The defendant's final assertion in this area is that her attorney was ineffective when he failed to object to the Kirtley instruction. This case was tried several months after the decision in State v. Kirtley, supra, was published. The effect of the Kirtley decision was not to make a radical change in our substantive law of self-defense but to moderate our instructional law on the ultimate burden of proof. Other courts have recognized that failure of counsel to ensure that the jury is properly instructed on the burden of proof on the question of self-defense will not support a reversal based on ineffective assistance of counsel. See State v. McNulty, 60 Haw. 259, 588 P.2d 438 (1978); Commonwealth v. Domaingue, 8 Mass.App. 228, 392 N.E.2d 1207 (1979). Consequently, we are of the view that the failure of defense counsel to object to the Kirtley instruction in the case before us does not constitute ineffective assistance of counsel such that the case should be reversed on that ground.
There being no reversible error in the case, the judgment of the Circuit Court of Kanawha County is affirmed.

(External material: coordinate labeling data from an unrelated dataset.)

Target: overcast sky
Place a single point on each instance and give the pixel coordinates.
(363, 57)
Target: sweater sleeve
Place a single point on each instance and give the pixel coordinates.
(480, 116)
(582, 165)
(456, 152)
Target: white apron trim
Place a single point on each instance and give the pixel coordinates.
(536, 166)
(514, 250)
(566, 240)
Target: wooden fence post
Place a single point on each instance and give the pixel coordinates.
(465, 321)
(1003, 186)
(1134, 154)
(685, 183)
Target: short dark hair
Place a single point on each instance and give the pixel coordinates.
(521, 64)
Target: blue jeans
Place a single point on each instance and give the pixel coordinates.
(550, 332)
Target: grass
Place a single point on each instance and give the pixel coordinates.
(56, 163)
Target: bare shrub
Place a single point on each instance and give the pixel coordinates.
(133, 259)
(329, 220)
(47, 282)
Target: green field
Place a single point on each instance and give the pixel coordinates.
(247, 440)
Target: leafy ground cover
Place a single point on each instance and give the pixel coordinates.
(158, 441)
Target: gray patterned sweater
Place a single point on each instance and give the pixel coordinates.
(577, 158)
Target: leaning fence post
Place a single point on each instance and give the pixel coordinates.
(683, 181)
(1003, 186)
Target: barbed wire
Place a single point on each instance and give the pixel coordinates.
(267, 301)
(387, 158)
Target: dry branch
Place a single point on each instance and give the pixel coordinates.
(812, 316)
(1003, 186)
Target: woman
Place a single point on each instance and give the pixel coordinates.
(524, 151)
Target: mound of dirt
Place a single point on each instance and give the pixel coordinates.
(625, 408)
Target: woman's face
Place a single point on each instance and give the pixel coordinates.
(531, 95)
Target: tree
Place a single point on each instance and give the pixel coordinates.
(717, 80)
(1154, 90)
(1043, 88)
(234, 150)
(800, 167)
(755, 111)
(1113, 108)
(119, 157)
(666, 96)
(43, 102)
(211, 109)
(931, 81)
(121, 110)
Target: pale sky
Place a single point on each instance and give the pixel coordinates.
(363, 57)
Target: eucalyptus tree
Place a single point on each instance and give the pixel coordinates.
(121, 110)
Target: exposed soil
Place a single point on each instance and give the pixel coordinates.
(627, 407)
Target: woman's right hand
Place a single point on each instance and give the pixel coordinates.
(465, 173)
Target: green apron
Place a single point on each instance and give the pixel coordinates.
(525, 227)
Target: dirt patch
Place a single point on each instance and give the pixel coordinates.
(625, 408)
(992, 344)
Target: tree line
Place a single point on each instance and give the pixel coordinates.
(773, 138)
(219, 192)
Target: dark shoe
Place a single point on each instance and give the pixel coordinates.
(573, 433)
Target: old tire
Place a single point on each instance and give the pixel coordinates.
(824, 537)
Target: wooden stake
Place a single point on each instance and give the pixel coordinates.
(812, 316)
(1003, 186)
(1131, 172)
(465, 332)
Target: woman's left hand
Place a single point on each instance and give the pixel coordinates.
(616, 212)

 Defendant's Instruction No. 11A, as amended, stated:
"The Court instructs the jury that if you believe from the evidence that there was a scuffle over the gun, which Jerry Hamilton had, which said scuffle ultimately resulted in the death of the decedent Jerry Hamilton, and the scuffle was started by Jerry Hamilton, and that the accused, Bonnie Mullins, in fear for her safety, endeavored to protect herself by attempting to take the gun and in so doing, Jerry Hamilton was accidentally killed, then you may not find the defendant guilty of the offense charged."